Nammal Group was named by Malkani and Mahmood (2016) for Eocene Nammal and Sakesar
formations. It is equivalent to Laki Group of southern Kirthar basin and Ghazij Group of Sulaiman
basin and northern Kirthar basin.
Nammal Formation was named as Nammal limestone and shale of Gee (in Fermor, 1935) was
named after the Nammal gorge in western Salt Range. It consists of shale, marl and limestone of
Early Eocene.
Sakesar Formation was named after the Sakesar peak in the Salt Range by Gee (in Fermor, 1935).
It consists of dominant limestone with subordinate marl of Early Eocene age. The formation has
yielded a rich assemblage of forminifers, mollusks and echinoids revealing its age as Early Eocene
(Cheema et al. 1977). Margala Hill limestone is considered as synonym of Sakesar formation/
limestone due to its lateral facies and same basin and also same age (Malkani and Mahmood 2016a).
Panoba Group was named by Malkani and Mahmood (2016) for the Panoba, Chashmai, Gurguri,
Shekhan, Bahadurkhel salt and Jatta gypsum. It is equivalent to Laki Group of southern Kirthar
basin and Ghazij Group of Sulaiman basin and northern Kirthar basin.
Panoba Formation (=Shaheed Ghat Formation of Sulaiman and Kirthar basins) was named after
Panoba village by Eames (1952) and it consists of greenish grey shale with occasional beds of
sandstone and limestone of Early Eocene age. Here it is considered as Panoba Formation.
Chashmai Formation (=Toi Formation of Sulaiman and Kirthar basins) is named by Tanoli et al.
(1993) after Chashmai Algad (330 06’ 45’’: 700 47’) about 1.5km northeast of Chashmai village
which is located 8km WNW of Latambar Village on Bannu-Kohat road. It consists of sandstone and
green shale. According to its stratigraphic position, its age can be considered as Early Eocene.
Gurguri Formation (=Kingri Formation of Sulaiman and Kirthar basins) was named by Wells
(1984) after Gurguri, in the west-central part of Kohat area. It consists of sandstone and brown shale
of Early Eocene age.
Shekhan Formation (=Drug Formation of Sulaiman basin and Sakesar/Margala Hill limestone of
Potwar and Hazara basins) was named after Shekhan Nala as Shekhan limestone by Davies (1926b)

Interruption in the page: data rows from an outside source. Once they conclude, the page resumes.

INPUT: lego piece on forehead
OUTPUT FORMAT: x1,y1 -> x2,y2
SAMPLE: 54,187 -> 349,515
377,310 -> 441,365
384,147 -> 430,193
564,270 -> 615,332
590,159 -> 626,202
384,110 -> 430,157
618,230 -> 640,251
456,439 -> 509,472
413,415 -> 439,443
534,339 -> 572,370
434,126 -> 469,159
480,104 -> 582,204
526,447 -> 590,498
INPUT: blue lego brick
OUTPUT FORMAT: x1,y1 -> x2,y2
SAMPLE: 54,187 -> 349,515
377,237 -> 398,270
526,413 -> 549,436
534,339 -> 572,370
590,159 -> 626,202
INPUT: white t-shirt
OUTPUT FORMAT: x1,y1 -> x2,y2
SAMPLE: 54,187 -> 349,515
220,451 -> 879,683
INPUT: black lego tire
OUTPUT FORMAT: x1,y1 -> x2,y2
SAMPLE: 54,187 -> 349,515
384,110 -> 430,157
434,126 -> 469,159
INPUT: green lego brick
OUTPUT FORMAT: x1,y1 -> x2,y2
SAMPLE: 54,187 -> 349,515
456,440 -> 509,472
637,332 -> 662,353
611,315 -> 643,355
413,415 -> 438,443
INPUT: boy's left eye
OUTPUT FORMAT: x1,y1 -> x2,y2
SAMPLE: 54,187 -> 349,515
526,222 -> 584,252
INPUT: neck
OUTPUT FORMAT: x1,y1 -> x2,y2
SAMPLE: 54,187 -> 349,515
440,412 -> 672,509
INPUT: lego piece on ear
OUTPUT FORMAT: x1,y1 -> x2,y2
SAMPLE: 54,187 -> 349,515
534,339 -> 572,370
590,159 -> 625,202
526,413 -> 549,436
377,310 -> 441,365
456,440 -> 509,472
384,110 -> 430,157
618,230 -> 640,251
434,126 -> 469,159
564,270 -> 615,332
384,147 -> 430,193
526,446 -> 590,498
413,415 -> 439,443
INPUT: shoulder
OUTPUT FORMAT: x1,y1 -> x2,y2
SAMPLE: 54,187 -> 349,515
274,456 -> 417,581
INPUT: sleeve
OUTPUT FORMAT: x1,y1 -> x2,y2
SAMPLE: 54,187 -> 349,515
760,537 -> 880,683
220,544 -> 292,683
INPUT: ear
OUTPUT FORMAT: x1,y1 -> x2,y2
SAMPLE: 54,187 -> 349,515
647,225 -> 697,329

and as formation by Cheema et al. (1977). It consists of limestone, shale and sandstone. It consists of
larger foraminifers, corals, mollusks and echinoids. Nagappa (1959) and Pascoe (1963) reported
foraminifers such as Alveolina oblaonga, Assilina daviesi, A. laminose, Nummulites atacicus, and
Orbitolites complanatus. These fossils indicate an Early Eocene age.

44
Bahadurkhel Salt was named after Bahadurkhel salt Quarry by Meissner et al. (1968) for the Kohat
saline series of Gee (1945). It consists of white salt and the upper salt is grey to black due to
bituminous coating with fetid odour. It is Early Eocene.
Jatta Gypsum was named after Jatta Gypsum Quarry by Meissner et al. (1968) for the upper part of
Kohat series by Gee (1945). It consists of gypsum and some clay partings. It is Early Eocene age.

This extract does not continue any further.